AI clients are useful for debugging AWS systems, but a raw AWS SDK or CLI
passthrough gives them too much power and too little context. `aws-safe-mcp`
keeps the useful part: curated tools that answer common investigation questions
about Lambda, Step Functions, API Gateway, EventBridge, S3, DynamoDB, and
CloudWatch.

Good questions for this server:

- Which AWS resources are connected to this workload?
- What failed recently, and which signal should I inspect next?
- Does an execution role or resource policy appear to allow the expected path?
- Am I looking at the intended AWS account before resource calls run?

## How This Differs From AWS MCP

The official AWS MCP server is the right tool for broad AWS access, current AWS
documentation, and general cloud operations. `aws-safe-mcp` is deliberately
narrower: it is a read-only diagnostic layer for serverless workloads.

Use both when that helps.

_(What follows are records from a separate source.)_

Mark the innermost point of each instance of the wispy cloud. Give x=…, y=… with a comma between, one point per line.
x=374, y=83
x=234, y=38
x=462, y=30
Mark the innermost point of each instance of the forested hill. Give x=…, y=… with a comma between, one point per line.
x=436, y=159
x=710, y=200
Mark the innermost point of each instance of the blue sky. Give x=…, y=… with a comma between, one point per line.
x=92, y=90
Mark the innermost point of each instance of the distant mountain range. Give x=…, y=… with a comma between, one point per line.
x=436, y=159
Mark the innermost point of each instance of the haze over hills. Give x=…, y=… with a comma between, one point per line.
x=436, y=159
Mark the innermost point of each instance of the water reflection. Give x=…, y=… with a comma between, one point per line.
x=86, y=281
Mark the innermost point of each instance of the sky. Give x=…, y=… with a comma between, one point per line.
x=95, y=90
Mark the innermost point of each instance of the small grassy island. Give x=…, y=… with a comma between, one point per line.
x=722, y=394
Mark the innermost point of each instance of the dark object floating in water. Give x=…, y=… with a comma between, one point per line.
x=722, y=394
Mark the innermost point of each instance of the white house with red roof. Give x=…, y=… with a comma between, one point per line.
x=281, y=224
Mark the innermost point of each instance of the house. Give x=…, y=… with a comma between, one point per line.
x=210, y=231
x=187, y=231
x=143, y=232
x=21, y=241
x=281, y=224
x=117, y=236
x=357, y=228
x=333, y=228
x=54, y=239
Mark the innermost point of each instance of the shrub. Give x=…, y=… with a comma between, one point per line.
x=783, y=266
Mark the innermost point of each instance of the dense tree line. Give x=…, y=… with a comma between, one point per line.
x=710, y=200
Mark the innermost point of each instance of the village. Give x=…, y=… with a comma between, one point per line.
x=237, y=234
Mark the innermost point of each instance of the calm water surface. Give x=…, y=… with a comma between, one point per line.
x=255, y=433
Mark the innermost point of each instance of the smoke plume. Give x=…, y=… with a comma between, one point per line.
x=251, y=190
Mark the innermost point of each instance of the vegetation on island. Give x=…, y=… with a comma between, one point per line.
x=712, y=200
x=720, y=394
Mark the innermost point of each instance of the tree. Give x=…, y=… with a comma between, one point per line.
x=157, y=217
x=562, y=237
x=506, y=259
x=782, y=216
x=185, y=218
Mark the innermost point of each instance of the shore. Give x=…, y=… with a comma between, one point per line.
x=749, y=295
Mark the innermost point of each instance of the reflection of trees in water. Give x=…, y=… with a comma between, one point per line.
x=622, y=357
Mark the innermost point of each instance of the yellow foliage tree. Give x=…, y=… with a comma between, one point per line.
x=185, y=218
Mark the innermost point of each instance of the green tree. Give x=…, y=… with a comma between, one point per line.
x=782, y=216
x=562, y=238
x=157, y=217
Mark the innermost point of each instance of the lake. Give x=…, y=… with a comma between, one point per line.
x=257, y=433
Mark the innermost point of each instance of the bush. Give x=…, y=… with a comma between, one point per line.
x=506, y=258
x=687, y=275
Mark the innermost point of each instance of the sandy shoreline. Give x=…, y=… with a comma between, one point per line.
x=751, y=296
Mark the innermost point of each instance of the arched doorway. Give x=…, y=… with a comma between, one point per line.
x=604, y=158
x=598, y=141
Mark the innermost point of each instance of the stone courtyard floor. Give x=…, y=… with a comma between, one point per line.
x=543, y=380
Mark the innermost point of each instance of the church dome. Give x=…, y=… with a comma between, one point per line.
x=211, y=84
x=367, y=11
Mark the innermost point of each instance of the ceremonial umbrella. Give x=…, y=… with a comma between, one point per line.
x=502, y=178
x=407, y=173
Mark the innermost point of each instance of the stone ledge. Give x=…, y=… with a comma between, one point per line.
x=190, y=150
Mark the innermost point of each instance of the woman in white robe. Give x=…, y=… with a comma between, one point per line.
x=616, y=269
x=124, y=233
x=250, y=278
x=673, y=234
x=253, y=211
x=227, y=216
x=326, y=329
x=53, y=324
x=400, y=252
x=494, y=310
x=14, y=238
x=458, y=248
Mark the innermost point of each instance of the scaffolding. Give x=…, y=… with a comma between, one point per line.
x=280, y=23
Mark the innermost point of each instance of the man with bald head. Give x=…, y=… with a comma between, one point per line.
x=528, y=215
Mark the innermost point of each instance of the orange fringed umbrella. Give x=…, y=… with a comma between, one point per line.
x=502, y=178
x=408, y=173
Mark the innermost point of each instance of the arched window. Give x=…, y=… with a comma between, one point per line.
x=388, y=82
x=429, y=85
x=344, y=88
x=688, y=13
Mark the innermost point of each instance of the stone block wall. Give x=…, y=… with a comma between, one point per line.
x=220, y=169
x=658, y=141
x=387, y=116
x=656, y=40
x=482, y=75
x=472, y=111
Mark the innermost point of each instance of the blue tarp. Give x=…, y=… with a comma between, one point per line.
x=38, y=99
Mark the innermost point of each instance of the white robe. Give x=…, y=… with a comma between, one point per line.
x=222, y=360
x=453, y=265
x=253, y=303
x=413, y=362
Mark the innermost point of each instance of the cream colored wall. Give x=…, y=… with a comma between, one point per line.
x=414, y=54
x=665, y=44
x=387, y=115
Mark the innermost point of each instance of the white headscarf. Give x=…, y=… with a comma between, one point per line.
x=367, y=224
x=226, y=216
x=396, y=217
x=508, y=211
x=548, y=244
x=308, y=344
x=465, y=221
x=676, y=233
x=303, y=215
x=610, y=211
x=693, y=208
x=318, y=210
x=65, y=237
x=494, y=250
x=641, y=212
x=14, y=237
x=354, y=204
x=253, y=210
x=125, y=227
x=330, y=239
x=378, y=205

Let AWS MCP handle general AWS API and documentation
questions, and use `aws-safe-mcp` when you want bounded investigation results
that are already shaped for AI reasoning.

| Need | Best fit |
| --- | --- |
| Ask current AWS documentation questions | AWS MCP |
| Explore broad AWS APIs and services | AWS MCP |
| Trace Lambda, EventBridge, Step Functions, or API Gateway dependencies | `aws-safe-mcp` |
| Check IAM permission paths with concise verdicts | `aws-safe-mcp` |
| Diagnose recent serverless failure signals without raw payloads | `aws-safe-mcp` |
| Keep AI clients away from generic AWS API passthrough | `aws-safe-mcp` |

The goal is not to replace AWS MCP. The goal is to add a safer, opinionated
diagnostic layer beside it.

## Safety Promises

`aws-safe-mcp` is read-only by construction: no generic SDK passthrough, no
write-capable AWS verbs in v1, no S3 object body or DynamoDB item reads, and
no disclosure of secrets, SSM parameter values, or Lambda environment values.
Every tool call runs against an explicitly allowlisted AWS account, is audit
logged as structured JSON to stderr, and has its returned strings redacted and
bounded.

Full rules and the gating tests live in [`docs/standards.md`](docs/standards.md).

See [docs/limitations.md](docs/limitations.md) for known limitations and safety
tradeoffs.

## Demo
 
💡 Investigation Scenarios
 
The real power of `aws-safe-mcp` is in its ability to connect seemingly separate parts of an application's architecture into a single, digestible narrative for AI clients. Instead of simply listing resources, use these prompts to guide your investigation:
 
**1. Tracing Event Flows (Lambda & EventBridge)**
*   **Goal:** Understand the end-to-end path when an object is created in S3 and triggers subsequent processing steps.
*   **Prompt Example:** `Trace the event flow for source aws.s3, detail type Object Created, bucket <bucket-name>, and .csv object keys. Use AWS MCP only.`
*   **What it shows:** The full dependency chain from the trigger (S3) -> rule match (EventBridge) -> target execution (Lambda/Step Functions).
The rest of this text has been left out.